Eddie Hearn will return on Saturday, July 25, outdoors on the lawns of his 15-acre headquarters in Brentwood, Essex. Hearn’s ‘Matchroom Square Garden’ will feature four weeks of action culminating in a fight between heavyweights Dillian Whyte and Alexander Povetkin. This fight will be the exception to the current rule, with Sky Sports Box Office attempting to dip its toe into the waters with a pay-per-view event. The reason? To cover the costs of the estimated £1 million to put the four events on. With the public hungry for fights, the pay-per-view numbers will be an interesting experiment.
Warren, meanwhile, has told me that he applauds Arum for “getting boxing up and running” in the United States, but admitted that it has been a long and complex procedure to get over the line, and is really just “philanthropy for the sport” because there is no money to be made in the process.

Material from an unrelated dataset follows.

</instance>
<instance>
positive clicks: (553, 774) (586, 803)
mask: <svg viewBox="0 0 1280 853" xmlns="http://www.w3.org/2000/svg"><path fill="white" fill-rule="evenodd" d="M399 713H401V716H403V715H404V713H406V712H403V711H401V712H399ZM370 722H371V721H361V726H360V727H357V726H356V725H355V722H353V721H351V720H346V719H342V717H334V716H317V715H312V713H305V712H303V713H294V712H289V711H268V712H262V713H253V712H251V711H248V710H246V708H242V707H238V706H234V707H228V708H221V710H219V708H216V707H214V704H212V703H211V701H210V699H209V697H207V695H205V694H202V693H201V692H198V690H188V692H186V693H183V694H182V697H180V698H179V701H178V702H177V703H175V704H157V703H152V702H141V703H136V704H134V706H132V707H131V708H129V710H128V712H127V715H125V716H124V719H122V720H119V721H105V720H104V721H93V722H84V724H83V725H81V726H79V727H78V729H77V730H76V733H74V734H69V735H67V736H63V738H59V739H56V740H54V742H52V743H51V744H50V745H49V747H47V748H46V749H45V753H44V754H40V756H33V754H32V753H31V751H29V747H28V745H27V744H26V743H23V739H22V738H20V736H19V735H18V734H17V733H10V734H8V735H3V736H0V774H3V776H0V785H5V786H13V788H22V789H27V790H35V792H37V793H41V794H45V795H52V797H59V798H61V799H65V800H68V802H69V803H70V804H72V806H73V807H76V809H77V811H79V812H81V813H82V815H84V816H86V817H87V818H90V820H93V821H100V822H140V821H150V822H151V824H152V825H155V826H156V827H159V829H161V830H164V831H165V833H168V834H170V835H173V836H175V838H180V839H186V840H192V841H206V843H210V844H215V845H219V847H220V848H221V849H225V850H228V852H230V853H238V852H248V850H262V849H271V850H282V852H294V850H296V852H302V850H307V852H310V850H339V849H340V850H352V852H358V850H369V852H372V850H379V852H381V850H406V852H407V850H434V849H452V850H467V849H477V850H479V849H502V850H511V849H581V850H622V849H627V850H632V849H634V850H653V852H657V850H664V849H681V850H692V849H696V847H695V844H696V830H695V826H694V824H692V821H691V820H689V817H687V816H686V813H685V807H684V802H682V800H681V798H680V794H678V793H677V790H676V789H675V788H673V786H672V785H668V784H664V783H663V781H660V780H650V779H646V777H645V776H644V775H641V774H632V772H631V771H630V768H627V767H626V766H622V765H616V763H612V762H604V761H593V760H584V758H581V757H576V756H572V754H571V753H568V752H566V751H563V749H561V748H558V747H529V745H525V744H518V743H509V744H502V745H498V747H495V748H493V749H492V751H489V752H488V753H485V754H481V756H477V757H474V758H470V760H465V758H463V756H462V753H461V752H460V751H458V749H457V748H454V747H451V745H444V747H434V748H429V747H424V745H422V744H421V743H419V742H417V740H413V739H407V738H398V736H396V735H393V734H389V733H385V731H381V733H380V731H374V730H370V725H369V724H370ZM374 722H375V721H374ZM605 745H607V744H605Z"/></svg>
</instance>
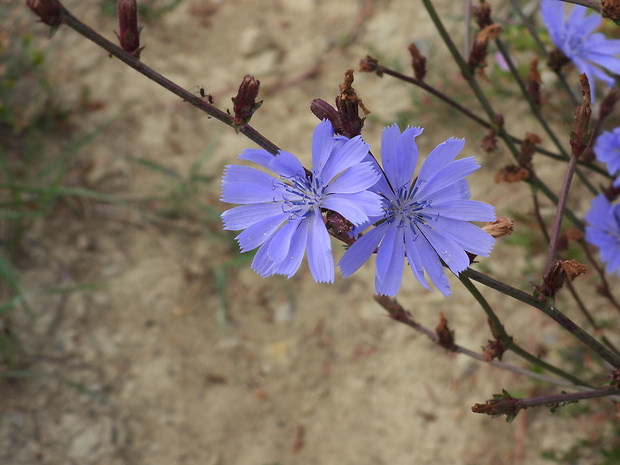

“With the safety factors, housing the boxers and their teams in a hotel, and the testing procedures, it’s very expensive,” Warren told me. “But the sport has to remain relevant, so we needed to get it back on television.” The Boxing Board of Control will agree separate guidelines and protocols for both Hearn’s outdoor and Warren’s indoor cards.
What was poor, in my mind, is that that neither BT Sport nor Sky Sports picked up Arum’s fights that were shown on ESPN in the last two weeks, when fans were crying out for new contests. Instead they flooded us with nostalgia and great fights of the past during lockdown and – worth putting to bed – the endless enthusiasm for the fatuous return of Mike Tyson at the age of 53, 15 years after he quit on his stool against Kevin McBride in Washington. Forget it. Done is done. ‘Iron’ Mike had his time.
Arum’s cards might not have had the major names but nonetheless it was the first global return of the sport and the opening fight on June 9 was Shakur Stevenson, a brilliant southpaw boxer who is already drawing comparisons with Floyd Mayweather at the same age and who is on a collision course with Leeds’ Josh Warrington.
The sport, like its protagonists, is a perennial survivor, and its silent return will be welcomed back warmly by boxing’s aficionados.